Eminent UK economist and Financial Times columnist John Kay reportedly believes that the global financial system is broken and that there is a simple remedy.

It is broken because bankers have lost the plot. They have, he alleges, become detached from servicing real businesses and people: it is “an industry that mostly trades with itself, talks to itself, and judges itself” against its own unworthy standards.

This populist diagnosis does not quite ring true. An industry can’t make profits by trading with itself; in that world, one bank’s revenue is another bank’s cost. Moreover, in New Zealand at least banks are closely involved in lending to private enterprise and homeowners. In January 2016, lending to New Zealand residents outside the financial sector accounted for 77% of our registered banks’ total assets.

In the case of the US it is clear that profits were being declared in part by advancing depositors’ and investors’ money to people to buy homes they could not realistically afford. This process was aided and abetted by well-meaning government regulations, government agencies Fannie Mae and Freddie Mac, and irresponsibly-assigned high credit ratings to the repackaged loans.

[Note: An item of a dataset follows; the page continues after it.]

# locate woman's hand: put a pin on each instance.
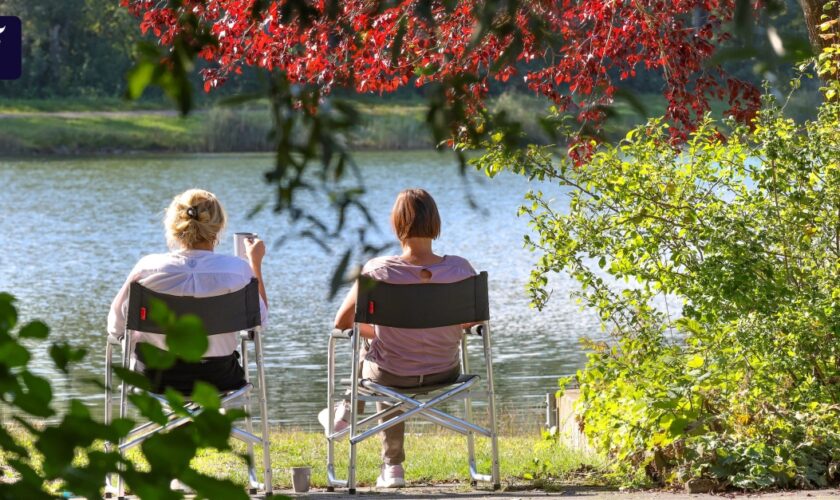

Kay’s simple remedy appears to be “harsher penalties for the individuals, not the corporations, who handle other people’s money, subject to criminal and civil penalties”.

Of course any sound system of voluntary exchange must have effective penalties for fraudulent behaviour. Kay’s proposal for harsher penalties for such wrong-doing has some appeal in this context, although the bigger problem may be the failure of regulators to prosecute fraud adequately in the first place.

Furthermore, a sound system must embody caveat emptor (specifically those who chase higher returns must accept a higher risk of loss). Bankruptcy is an essential discipline under a ‘for-profit’ system. The ‘too-big-to-fail’ philosophy that took root in the 1990s amongst regulatory authorities virtually guarantees irresponsible risk-taking in banking. In New Zealand the $1.6 billion bail-out of depositors in South Canterbury Finance gave a perverse signal to risk-takers.

In short, diagnoses that bash bankers likely don’t get to the heart of the real problems. But Kay is surely right to be deeply concerned both about the weaknesses in the current global system and the need to avoid adding to the perverse incentives created by poor quality government regulation and offensive taxpayer bail-outs for risk takers.